Meese indicated that he did not believe Colonel North's claim that former Central Intelligence Agency Director William Casey was fully aware of the diversion of profits from secret Iranian arms sales to the contra rebels fighting to overthrow the government of Nicaragua.
Meese also denied that he had given North advance warning of the public disclosure of the Iran-contra affair. There has been testimony in the hearings that North received such warning and that it gave him time to destroy key documents in the investigation.
Meese also argued that it was possible that the documents North shredded did not bear directly on the Iran-contra affair.
But Meese also condemned ``the destruction of any government documents ... in an effort to deceive.
Meese doggedly defended his actions, but some members of the Iran-contra panel expressed skepticism about the way Meese conducted his probe.
Democratic Sen. George Mitchell of Maine said he found some of Meese's actions ``hard to accept.''
And the Republican senator from Maine, William Cohen, stressed that Meese's actions indicated that personal friends of the President - as Meese is - have no business being the chief law-enforcement officer of the United States.
``You and the attorneys general before you wear too many hats,'' Senator Cohen said.
And, he added, ``It's not always clear which hat is being worn.''
Meese disagreed, arguing, ``Regardless of who was involved, from the President on down, I'm going to enforce the law with integrity and impartiality.''
Meese has come under criticism from many of the committee members, who argue that he failed to dig deeply enough during his initial probe of the Iran-contra affair - a probe that led to the first public disclosure of the diversion of profits to the contras.
But Meese repeatedly countered that he had done the best job possible under the circumstances.
He admitted, however, that his initial probe uncovered a number of inconsistencies, especially in the accounts of North and former national-security advisers John Poindexter and Robert McFarlane.
Reluctantly, Meese conceded that he must have been lied to during his investigation.
``I don't condone under any circumstances anyone lying. ... There's no reason, excuse, or justification for it whatsoever,'' Meese said.

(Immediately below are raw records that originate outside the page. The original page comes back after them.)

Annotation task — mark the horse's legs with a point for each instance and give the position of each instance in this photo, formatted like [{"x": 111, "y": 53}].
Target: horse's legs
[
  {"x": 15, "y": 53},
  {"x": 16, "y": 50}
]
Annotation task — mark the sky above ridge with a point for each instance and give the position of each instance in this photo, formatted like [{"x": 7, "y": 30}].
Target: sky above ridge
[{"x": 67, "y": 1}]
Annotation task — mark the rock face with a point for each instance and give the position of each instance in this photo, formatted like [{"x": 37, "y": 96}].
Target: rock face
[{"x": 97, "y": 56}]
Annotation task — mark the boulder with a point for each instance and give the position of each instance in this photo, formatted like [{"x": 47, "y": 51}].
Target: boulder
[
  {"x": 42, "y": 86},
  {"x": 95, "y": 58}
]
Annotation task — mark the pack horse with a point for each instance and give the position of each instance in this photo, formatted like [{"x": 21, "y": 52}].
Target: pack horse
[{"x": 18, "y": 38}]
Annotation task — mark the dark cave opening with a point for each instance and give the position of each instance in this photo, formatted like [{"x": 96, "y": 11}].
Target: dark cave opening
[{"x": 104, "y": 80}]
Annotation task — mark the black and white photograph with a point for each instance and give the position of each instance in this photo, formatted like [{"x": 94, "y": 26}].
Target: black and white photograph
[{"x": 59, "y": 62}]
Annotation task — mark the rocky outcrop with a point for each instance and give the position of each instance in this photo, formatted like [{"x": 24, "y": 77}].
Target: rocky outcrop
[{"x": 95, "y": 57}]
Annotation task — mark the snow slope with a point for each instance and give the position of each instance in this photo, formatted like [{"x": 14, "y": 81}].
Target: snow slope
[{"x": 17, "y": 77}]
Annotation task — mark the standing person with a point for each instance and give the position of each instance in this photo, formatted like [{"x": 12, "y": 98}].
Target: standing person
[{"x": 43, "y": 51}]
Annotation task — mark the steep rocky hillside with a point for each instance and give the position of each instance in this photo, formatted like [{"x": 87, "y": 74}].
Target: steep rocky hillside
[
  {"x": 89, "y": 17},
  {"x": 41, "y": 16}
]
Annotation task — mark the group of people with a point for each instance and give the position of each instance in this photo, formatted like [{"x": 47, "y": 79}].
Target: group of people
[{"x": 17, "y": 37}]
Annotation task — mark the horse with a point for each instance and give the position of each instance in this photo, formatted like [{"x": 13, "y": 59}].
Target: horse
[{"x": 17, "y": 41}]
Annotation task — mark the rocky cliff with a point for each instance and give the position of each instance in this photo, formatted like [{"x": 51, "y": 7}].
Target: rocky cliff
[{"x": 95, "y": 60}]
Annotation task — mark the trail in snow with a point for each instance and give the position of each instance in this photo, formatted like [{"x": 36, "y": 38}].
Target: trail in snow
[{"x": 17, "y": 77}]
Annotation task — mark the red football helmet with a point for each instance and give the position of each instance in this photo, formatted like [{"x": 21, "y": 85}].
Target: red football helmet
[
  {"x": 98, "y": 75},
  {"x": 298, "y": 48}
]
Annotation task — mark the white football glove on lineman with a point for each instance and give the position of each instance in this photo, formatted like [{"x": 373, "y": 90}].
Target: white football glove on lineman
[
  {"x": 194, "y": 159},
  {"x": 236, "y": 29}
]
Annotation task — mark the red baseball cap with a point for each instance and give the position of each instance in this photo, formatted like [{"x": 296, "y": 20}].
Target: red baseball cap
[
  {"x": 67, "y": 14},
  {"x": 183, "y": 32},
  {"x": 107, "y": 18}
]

During his testimony Wednesday, Meese ventured an opinion that the funds generated from the Iranian arms sales belong to the US government, not to the ``enterprise'' set up by North, retired Air Force Maj. Gen. Richard Secord, and businessman Albert Hakim.
Mr. Hakim is claiming that some $7 million in profits from the arms sales, now in a Swiss bank, belong to him.
Meese said questions over how the profits were generated - and to whom they belong - are what prompted a full criminal investigation by the Justice Department.